The song is hypnotic to listen to. The drums are the key to this song… Jimmy Page has said this about John Bonham on Kashmir… It was what he didn’t do that made it work.
Jimmy also said this was the best Led Zeppelin guitar riff.
Kashmir, also known as Cashmere, is a lush mountain region North of Pakistan. India and Pakistan have disputed control of the area for years. The fabric Cashmere is made from the hair of goats from the region. The area is also famous for growing poppies, from which heroin is made.
The songwriters were John Bonham, Jimmy Page, and Robert Plant.
Robert Plant – Plant explained: “‘Kashmir’ came from a trip Jimmy and me made down the Moroccan Atlantic coast, from Agadir down to Sidi Ifni. We were just the same as the other hippies really.”
From Songfacts
All band members agreed this was one of their best musical achievements. Robert Plant said it was “One of my favorites… it was so positive, lyrically.”
Plant wrote the lyrics in 1973 while driving through the Sahara Desert on the way to the National Festival of folklore in Morocco. Kashmir is in Southern Asia; he was nowhere near it. In Mojo magazine, September 2010,
The original title was “Driving To Kashmir.”
This runs 8:31. Radio stations had no problem playing it, especially after “Stairway To Heaven,” which was almost as long, did so well.
The signature guitar riff began as a tuning cycle Jimmy Page had been using for years.
This is one of the few Zeppelin songs to use outside musicians. Session players were brought in for the string and horn sections. Jimmy Page said (Rolling Stone, 2012): “I knew that this wasn’t just something guitar-based. All of the guitar parts would be on there. But the orchestra needed to sit there, reflecting those other parts, doing what the guitars were but with the colors of a symphony.”
Speaking with Dan Rather in 2018, Robert Plant said: “It was a great achievement to take such a monstrously dramatic musical piece and find a lyric that was ambiguous enough, and a delivery that was not over-pumped. It was almost the antithesis of the music, this lyric and this vocal delivery that was just about enough to get in there.”
Led Zeppelin played this in every live show from it’s debut in 1975 to their last concert in 1980.

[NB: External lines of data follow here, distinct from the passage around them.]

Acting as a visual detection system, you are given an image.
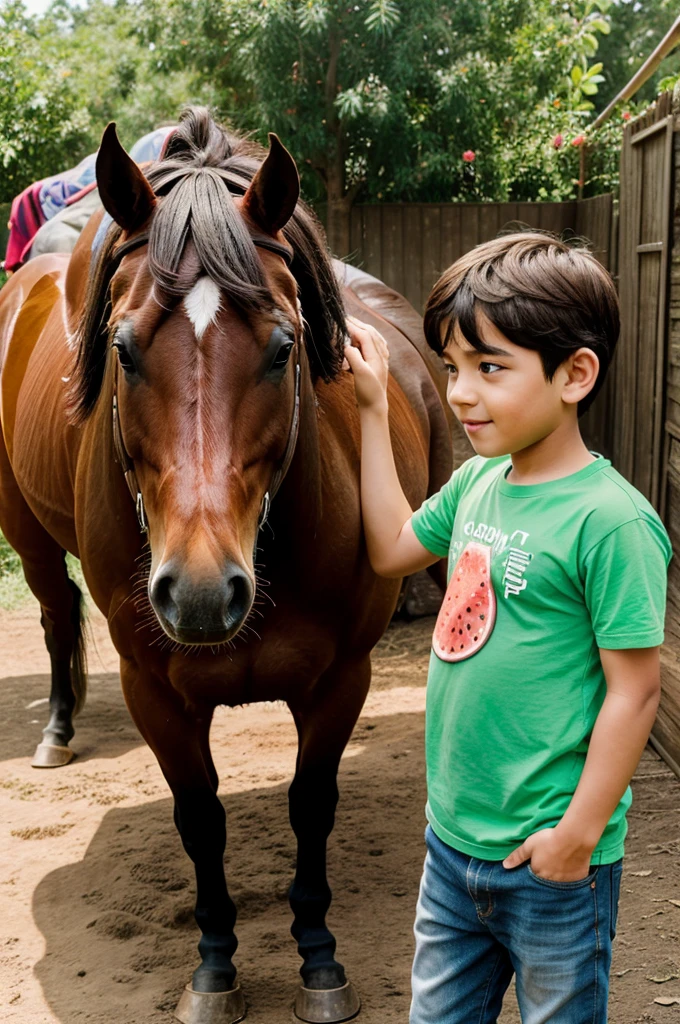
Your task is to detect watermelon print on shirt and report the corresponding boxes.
[412,453,672,863]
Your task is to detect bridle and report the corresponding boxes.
[107,231,300,534]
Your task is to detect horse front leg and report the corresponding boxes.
[121,659,246,1024]
[289,657,371,1022]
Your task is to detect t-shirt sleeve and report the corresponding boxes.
[584,518,673,650]
[411,464,466,557]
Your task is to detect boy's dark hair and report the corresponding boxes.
[424,231,619,416]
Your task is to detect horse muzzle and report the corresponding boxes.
[148,560,255,644]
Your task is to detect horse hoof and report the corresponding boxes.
[175,985,246,1024]
[294,981,362,1024]
[31,743,75,768]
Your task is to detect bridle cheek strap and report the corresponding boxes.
[108,232,300,535]
[257,357,300,530]
[113,359,148,534]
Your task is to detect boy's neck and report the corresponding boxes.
[506,423,595,486]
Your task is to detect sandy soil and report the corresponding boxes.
[0,606,680,1024]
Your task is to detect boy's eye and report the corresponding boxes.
[444,362,505,377]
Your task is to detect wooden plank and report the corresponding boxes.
[624,253,661,501]
[651,117,674,518]
[461,203,479,260]
[363,204,382,280]
[420,203,443,309]
[348,206,364,266]
[381,203,405,294]
[477,203,500,242]
[538,203,576,234]
[613,119,649,480]
[498,203,517,233]
[439,203,463,271]
[401,203,423,314]
[631,119,666,145]
[517,203,541,227]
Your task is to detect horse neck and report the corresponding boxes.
[274,348,322,540]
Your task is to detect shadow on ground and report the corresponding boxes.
[33,715,425,1024]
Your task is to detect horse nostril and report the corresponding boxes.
[150,568,179,626]
[224,570,253,626]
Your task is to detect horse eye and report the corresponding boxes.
[113,339,137,374]
[269,340,293,372]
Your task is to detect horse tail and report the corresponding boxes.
[69,580,87,718]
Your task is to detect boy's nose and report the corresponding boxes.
[447,378,477,413]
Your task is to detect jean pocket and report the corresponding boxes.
[526,864,599,890]
[609,860,624,941]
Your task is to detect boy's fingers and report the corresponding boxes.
[503,843,532,868]
[345,344,365,370]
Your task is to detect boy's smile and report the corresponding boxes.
[443,310,598,482]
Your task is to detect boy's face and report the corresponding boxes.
[443,311,576,459]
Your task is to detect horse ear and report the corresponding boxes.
[243,132,300,234]
[96,121,156,231]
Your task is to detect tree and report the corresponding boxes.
[0,0,90,203]
[135,0,630,252]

Page and Plant recorded this with an orchestra and Moroccan musicians for their 1994 Unledded album.
Puff Daddy (he wasn’t Diddy yet) sampled this in 1998 for a song called “Come With Me.” He performed it on Saturday Night Live with Page on guitar.
The remaining members of Led Zeppelin performed this at the Atlantic Records 40th-anniversary party in 1988 with Jason Bonham on drums. It was a mess – the keyboards got lost in the feed and Plant was bumped by a fan and forgot some of the words. They had more success when they performed the song on December 10, 2007, at a benefit show to raise money for the Ahmet Ertegun education fund.
In the movie Fast Times At Ridgemont High, Mike Damone tells Mark Ratner, “When it comes down to making out, whenever possible, put on side one of Led Zeppelin 4. In the next scene, he is on the date with this song playing in the car. Cameron Crowe, who wrote the screenplay, couldn’t get the rights to any of the songs on Led Zeppelin 4, so he used “Kashmir” instead. Crowe used Zeppelin’s “That’s The Way” on his 2001 movie Almost Famous.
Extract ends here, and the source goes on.